Dockworkers returned to work at the Los Angeles and Long Beach ports Tuesday, following a partial work stoppage over the weekend stemming from a labor dispute between West Coast port terminal operators and their employees.
Employees were greeted by 32 ships waiting to get into the ports — two more than during the weekend — and about 20 other ships were at berth that had not been unloaded or loaded all weekend, Port of Los Angeles spokesman Phillip Sanfield said.
Not many goods are leaving the United States, while “imports are still coming in,” Mayor Eric Garcetti told local business leaders this morning at an unrelated event hosted by the Los Angeles Area Chamber of Commerce.
“But that means that our agriculture, that means that our raw materials that we’re exporting out of the Port of L.A., are not moving,” the mayor said.

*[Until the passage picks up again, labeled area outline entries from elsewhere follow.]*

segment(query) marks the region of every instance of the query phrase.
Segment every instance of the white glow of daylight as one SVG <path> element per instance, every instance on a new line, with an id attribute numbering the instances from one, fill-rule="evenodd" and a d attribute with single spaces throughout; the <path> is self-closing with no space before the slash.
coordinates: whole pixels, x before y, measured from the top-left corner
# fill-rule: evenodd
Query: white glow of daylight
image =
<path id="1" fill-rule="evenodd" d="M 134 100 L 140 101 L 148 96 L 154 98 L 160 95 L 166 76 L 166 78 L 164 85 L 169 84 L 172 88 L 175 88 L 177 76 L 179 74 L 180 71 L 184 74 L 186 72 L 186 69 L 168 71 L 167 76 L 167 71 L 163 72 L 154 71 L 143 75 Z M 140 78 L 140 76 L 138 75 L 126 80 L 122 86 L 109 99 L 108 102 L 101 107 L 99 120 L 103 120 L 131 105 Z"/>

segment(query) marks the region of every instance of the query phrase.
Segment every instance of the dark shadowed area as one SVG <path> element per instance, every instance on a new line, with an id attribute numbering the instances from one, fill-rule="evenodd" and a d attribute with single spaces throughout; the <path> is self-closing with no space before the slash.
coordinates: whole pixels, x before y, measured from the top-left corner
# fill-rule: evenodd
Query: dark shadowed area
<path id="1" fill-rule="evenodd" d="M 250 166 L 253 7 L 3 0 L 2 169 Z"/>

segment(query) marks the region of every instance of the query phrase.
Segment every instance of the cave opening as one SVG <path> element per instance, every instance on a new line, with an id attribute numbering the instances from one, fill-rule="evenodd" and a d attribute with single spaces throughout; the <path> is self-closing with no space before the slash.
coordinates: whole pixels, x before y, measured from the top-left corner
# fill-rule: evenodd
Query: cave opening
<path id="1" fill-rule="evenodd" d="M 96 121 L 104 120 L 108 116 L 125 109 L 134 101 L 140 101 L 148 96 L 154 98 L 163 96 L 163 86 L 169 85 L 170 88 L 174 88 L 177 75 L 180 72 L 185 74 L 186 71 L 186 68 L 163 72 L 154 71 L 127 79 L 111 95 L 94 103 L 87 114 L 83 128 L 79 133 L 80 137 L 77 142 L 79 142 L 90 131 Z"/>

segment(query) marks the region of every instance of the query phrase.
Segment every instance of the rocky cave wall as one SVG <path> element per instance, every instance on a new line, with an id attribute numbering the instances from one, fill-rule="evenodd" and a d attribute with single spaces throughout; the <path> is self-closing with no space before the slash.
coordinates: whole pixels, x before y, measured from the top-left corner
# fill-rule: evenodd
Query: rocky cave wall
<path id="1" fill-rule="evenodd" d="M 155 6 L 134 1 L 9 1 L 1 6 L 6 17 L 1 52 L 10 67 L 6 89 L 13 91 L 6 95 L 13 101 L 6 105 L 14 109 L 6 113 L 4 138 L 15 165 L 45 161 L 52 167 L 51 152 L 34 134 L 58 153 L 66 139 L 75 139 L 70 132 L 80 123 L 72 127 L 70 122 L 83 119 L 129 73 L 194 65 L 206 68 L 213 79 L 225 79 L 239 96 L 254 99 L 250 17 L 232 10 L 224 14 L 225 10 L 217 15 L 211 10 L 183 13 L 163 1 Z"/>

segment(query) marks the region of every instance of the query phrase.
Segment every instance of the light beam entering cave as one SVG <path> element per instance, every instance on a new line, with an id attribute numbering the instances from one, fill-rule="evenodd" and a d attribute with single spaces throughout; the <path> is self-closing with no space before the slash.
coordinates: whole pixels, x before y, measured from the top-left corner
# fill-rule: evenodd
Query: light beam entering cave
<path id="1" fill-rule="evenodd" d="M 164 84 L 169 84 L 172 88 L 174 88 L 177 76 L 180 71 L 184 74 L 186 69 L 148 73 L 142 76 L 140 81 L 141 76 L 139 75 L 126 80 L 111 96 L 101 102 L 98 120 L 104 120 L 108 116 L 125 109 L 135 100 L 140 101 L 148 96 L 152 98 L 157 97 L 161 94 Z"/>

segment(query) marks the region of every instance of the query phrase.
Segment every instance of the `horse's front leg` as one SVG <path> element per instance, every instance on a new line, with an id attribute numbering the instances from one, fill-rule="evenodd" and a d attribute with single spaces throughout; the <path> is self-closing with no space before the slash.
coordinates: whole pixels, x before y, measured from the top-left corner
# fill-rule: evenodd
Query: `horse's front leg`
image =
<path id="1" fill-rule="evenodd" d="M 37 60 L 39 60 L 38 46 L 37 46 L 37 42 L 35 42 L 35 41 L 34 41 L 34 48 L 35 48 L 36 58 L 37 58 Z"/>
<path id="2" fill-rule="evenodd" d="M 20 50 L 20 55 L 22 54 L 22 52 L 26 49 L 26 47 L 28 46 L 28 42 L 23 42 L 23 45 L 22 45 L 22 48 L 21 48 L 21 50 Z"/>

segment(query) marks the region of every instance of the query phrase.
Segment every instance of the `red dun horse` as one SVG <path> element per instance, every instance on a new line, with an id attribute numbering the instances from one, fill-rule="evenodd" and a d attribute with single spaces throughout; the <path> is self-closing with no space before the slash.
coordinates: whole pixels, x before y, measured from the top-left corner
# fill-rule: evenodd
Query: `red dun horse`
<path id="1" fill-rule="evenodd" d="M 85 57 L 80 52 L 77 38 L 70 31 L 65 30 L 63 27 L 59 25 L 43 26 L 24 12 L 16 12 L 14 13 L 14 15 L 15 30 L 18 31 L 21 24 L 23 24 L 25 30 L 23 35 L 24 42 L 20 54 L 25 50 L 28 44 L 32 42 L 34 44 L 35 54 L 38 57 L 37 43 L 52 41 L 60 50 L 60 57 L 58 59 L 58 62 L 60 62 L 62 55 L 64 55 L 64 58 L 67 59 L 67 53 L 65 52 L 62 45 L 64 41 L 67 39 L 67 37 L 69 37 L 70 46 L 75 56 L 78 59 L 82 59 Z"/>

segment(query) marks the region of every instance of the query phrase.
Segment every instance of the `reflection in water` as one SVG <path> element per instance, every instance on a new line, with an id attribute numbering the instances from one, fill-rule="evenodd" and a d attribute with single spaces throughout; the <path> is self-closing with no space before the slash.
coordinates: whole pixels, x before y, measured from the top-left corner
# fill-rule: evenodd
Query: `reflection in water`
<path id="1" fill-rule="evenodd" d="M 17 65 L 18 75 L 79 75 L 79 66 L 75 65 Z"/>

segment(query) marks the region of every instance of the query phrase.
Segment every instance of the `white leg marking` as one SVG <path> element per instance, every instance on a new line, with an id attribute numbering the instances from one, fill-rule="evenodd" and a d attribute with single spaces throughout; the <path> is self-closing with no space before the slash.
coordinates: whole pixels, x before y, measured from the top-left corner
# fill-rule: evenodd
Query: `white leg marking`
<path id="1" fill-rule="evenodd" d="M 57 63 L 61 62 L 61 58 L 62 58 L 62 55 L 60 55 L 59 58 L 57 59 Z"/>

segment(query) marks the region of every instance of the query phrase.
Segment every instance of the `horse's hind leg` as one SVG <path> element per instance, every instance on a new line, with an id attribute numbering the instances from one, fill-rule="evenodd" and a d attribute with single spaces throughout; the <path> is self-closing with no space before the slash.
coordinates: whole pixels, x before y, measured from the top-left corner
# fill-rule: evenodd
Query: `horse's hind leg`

He warned that with port customers contracting with competing Gulf Coast and East Coast ports, “trade may never come back if we don’t resolve” the labor dispute between the Pacific Maritime Association, which represents 29 West Coast ports, and the International Longshore and Warehouse Union, which represents dockworkers.
The months-long labor talks have grown increasingly contentious in recent weeks, with the PMA issuing orders to halt the loading and unloading of ships at all West Coast ports during the past two weekends.
Employers say workers are conducting an illegal slowdown that has driven down productivity, and they would no longer pay for work that is not being done. The ILWU has denied they are slowing their work pace.
U.S. Labor Secretary Thomas Perez intervened in talks in San Francisco today in an attempt to help resolve the dispute.
Federal mediators continue to facilitate talks between the two parties, according to an ILWU spokesman, but have barred them from issuing public statements.